On 19/05/13 12:33 AM, Philip Jenkins wrote:
Thanks for the replies. I do have a Win 7-64 machine with 4GB RAM as my main PC; I've just never used the 32 bit version and wanted to see if I needed to avoid it.
I'd only use the 32 bit version on a machine with < 4GB RAM. The amount of RAM you have would normally be the main factor determining whether you use 32 or 64 bit. Less than about 3GB (exact value varies from system to system), and 32 bit may result in slightly less RAM usage. At worst, you're no worse off, and you do have compatibility with applications and hardware that uses only 32 bit driver (or other kernel mode) code. Once you start getting over that 3 GB RAM, then the extra addressing capability of the 64 bit OSs comes into play, and you need the 64 bit version to fully utilise your available RAM (there are exceptions, mainly 32 bit Windows Server and Linux PAE kernels, but for end user Windows versions, the previous applies).

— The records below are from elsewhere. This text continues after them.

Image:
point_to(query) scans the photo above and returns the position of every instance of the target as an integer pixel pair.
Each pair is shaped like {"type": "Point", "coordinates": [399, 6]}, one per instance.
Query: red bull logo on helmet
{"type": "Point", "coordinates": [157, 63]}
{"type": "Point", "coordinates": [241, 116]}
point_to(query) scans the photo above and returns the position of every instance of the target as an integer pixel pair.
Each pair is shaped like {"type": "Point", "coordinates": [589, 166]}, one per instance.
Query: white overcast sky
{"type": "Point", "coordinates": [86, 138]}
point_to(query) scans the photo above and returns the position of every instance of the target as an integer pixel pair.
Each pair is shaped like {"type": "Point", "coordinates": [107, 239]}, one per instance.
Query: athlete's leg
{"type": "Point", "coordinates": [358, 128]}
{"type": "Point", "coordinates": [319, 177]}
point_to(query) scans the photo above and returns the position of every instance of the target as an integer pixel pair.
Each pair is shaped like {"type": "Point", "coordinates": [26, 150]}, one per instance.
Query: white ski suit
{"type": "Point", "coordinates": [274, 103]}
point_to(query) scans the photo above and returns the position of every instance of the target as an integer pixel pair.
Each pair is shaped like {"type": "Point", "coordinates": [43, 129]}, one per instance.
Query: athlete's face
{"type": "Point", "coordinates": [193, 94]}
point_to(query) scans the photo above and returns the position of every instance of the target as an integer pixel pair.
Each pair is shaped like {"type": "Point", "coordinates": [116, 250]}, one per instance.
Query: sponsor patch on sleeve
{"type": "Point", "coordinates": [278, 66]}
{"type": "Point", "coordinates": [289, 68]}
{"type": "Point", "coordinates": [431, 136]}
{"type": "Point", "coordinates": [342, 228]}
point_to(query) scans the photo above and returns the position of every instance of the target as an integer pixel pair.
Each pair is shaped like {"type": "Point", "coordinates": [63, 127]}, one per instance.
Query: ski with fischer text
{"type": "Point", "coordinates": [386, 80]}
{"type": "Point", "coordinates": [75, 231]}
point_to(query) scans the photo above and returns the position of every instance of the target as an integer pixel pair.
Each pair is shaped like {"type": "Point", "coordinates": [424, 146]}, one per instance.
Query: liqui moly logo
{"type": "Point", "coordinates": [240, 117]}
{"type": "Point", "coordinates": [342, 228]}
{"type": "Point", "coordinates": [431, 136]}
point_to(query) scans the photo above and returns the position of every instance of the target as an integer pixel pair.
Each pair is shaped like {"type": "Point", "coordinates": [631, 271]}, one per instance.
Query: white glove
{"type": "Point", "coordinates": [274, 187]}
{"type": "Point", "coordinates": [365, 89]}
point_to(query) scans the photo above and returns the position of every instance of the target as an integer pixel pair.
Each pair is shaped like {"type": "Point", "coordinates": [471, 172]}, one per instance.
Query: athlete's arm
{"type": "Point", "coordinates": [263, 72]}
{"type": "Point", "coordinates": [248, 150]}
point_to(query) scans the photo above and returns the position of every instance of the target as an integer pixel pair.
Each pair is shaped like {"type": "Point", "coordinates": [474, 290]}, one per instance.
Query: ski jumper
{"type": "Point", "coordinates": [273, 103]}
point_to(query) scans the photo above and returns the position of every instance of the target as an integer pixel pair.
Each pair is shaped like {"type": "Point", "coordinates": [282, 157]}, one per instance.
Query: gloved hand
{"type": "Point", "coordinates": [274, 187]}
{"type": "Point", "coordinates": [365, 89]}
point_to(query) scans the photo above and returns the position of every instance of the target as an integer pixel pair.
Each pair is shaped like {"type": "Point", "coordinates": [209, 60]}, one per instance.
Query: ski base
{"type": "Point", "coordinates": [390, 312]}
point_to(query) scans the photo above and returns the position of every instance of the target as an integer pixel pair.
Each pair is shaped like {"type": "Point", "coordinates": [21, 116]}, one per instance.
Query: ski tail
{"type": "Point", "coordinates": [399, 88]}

I've run 64 bit Windows Vista and 7 with no issues, except the obvious ones, such as:
Software or hardware that only comes with 32 bit drivers (64 bit OS needs 64 bit drivers). Unsigned drivers - 64 bit Windows is normally anal retentive about driver signing, but there is a workaround. Old 16 bit software or installers - 16 bit software does not run under 64 bit Windows. Workaround here is to use a virtual machine - VMware, VirtualBox, etc.
Linux is definitely a viable alternative. A lot of ham software these days has Linux equivalents, packet is built right into the network stack, and a lot of Windows software will happily run under WINE/Crossover .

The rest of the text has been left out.